GSK plc (LON:GSK) ended a thin news week with a 3% gain, leaving the London-listed drugmaker close to the 2,000p line and giving investors a cleaner read on its biggest question: whether the market is starting to accept an £8 billion oncology bet that looked large for a company long viewed as a vaccines and HIV name.
London trading was shut on Saturday. The London Stock Exchange lists June 27 as closed, after a normal Friday session from 8:00 a.m. to 4:30 p.m. BST. GSK’s last London trade was Friday’s 1,983.00p close, down 0.03% on the day, after a 1,945.50p-1,995.50p range.
The stock beat the FTSE 100 over the week. GSK rose from 1,925.50p on June 19 to 1,983.00p on June 26. The FTSE 100 rose from 10,363.27 to 10,508.02 over the same period. On Friday, the index slipped 0.21%, while GSK was almost flat.
The less covered number was volume. GSK traded 13.84 million shares on Friday, more than double the Monday-to-Thursday daily average. Friday alone accounted for about one-third of the week’s GSK trading. That matters because the shares did not sell off even as the Nuvalent deal moved from announcement to execution risk.
GSK’s market value was about £79.45 billion at the latest quoted price from Hargreaves Lansdown. The Nuvalent Inc NASDAQ:NUVL acquisition has an estimated equity value of $10.6 billion, or £8.0 billion, making the deal worth roughly 10% of GSK’s market value.
GSK started the tender offer on June 24 through Harmony Row Acquisition Co., offering $124 per Nuvalent share. The offer expires one minute after 11:59 p.m. Eastern time on July 14 unless extended or terminated. The offer needs a majority of Nuvalent Class A shares and clearance or expiry of the U.S. Hart-Scott-Rodino waiting period, but it is not subject to financing.

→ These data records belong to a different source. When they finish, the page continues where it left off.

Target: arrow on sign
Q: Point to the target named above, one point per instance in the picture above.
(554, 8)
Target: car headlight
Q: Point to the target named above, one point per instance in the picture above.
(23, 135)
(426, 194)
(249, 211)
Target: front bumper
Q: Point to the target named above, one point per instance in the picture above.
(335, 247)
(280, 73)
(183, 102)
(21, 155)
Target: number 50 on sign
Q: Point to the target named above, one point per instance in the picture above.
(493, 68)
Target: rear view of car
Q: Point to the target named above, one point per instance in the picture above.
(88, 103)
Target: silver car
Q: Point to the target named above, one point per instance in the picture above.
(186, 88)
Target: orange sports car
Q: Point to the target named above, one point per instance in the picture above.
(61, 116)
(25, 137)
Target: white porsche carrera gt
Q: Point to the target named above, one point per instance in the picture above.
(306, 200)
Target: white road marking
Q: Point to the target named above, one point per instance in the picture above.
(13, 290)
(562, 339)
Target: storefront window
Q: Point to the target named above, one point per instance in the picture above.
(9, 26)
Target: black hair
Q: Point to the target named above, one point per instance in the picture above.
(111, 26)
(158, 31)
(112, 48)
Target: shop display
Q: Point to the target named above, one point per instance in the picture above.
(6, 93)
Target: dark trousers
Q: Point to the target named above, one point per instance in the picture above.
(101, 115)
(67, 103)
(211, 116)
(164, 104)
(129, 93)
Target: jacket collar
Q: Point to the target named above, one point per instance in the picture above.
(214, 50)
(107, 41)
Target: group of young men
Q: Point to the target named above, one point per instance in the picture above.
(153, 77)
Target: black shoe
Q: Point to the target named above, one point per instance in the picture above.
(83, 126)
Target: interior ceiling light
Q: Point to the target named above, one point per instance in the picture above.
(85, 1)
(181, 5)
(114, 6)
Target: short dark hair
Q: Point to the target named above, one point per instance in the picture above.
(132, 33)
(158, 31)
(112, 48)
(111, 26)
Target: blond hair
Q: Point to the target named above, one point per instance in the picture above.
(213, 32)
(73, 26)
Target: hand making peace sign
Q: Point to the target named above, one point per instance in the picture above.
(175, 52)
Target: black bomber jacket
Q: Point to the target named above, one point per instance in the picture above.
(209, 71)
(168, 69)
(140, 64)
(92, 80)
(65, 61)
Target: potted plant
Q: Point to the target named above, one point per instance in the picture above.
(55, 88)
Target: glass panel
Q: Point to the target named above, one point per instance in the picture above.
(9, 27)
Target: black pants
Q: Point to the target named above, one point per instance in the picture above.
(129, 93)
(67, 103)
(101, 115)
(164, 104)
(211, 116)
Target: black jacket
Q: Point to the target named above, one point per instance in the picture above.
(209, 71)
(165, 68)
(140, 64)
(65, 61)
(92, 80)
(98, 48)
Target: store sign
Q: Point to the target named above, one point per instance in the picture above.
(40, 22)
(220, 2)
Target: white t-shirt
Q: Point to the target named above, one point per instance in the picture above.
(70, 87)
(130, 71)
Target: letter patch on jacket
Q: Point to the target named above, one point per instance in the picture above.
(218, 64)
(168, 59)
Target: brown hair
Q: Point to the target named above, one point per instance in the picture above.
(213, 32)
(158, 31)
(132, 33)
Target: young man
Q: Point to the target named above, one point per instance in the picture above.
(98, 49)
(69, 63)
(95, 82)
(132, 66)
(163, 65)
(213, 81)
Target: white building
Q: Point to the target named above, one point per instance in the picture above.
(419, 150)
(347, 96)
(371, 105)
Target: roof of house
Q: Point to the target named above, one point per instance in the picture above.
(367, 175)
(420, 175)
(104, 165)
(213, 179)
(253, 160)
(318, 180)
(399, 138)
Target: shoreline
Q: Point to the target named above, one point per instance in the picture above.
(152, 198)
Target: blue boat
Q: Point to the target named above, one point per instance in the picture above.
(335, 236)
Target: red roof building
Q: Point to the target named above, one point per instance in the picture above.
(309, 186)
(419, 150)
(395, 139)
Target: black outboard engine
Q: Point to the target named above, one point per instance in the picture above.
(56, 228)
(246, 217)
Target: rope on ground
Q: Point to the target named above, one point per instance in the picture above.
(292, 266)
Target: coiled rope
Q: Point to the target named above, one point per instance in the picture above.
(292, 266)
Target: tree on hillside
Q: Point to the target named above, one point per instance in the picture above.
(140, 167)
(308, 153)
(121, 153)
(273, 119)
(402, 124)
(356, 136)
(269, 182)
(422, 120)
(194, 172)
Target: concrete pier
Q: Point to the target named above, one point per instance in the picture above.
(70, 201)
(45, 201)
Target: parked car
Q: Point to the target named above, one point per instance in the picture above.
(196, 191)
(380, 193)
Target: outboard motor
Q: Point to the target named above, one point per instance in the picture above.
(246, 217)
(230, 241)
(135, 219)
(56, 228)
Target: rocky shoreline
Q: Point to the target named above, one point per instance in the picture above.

Chief Executive Luke Miels has pitched the acquisition as a way to add “immediate new sales growth opportunities” and a “platform in lung cancer.” GSK said the deal should add to sales and core operating profit in 2027, lift core EPS in 2029, and cause low single-digit core EPS dilution in 2026, 2027 and 2028. It kept 2026 guidance for 7%-9% growth in core operating profit and core EPS. GSK
The bet is tied to two late-stage Nuvalent lung cancer drugs, zidesamtinib and neladalkib. GSK said both are under U.S. FDA review, with target decision dates of September 18 and November 27. The company also said both could launch in 2026 if approved.

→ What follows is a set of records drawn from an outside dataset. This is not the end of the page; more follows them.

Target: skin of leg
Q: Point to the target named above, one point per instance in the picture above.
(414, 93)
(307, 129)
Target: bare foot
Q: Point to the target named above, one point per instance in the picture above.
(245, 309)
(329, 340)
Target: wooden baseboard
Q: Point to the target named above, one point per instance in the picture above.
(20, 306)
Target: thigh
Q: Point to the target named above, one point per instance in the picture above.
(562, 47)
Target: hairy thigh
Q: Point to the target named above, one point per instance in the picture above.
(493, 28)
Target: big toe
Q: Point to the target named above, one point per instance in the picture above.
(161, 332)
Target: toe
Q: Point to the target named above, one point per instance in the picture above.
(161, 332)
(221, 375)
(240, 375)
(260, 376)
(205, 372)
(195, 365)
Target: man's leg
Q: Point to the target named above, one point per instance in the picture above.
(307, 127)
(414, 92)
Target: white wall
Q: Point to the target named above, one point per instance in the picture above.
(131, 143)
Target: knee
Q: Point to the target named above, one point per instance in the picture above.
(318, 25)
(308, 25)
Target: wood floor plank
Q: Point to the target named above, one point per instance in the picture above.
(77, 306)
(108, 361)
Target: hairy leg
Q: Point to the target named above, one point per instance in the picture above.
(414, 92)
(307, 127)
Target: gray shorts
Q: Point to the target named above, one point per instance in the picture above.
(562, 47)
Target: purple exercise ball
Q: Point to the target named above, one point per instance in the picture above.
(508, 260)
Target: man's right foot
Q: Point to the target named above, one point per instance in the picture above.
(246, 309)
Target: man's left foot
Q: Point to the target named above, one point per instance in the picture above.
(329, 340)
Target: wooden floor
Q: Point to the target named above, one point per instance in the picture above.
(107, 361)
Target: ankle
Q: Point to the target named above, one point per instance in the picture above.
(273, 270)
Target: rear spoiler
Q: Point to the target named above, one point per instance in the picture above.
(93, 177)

The stock reaction is notable because GSK had been punished in April even after beating first-quarter profit forecasts. James Eugene, research analyst at Verso Investment Management, told Reuters then the drop was tied to “quality concerns around the earnings beat” and one-off factors. That makes the Nuvalent milestones more than deal admin; they are a test of whether Miels can shift the debate back to pipeline growth. Reuters
Reuters reported this month that the Nuvalent purchase is GSK’s largest deal in more than a decade. Bank of America analysts cited by Reuters estimated the two lead drugs could generate $3 billion to $4 billion in combined peak annual sales, while GSK has said the acquisition is meant to help manage the 2028 patent expiry of HIV drug dolutegravir.
The next scheduled company date is July 28, when GSK says it will release second-quarter results and update investors on portfolio growth opportunities at a London event. Before that, the stock’s near-term week-ahead issue is simpler: whether Friday’s high-volume close near 2,000p holds when London trading resumes Monday.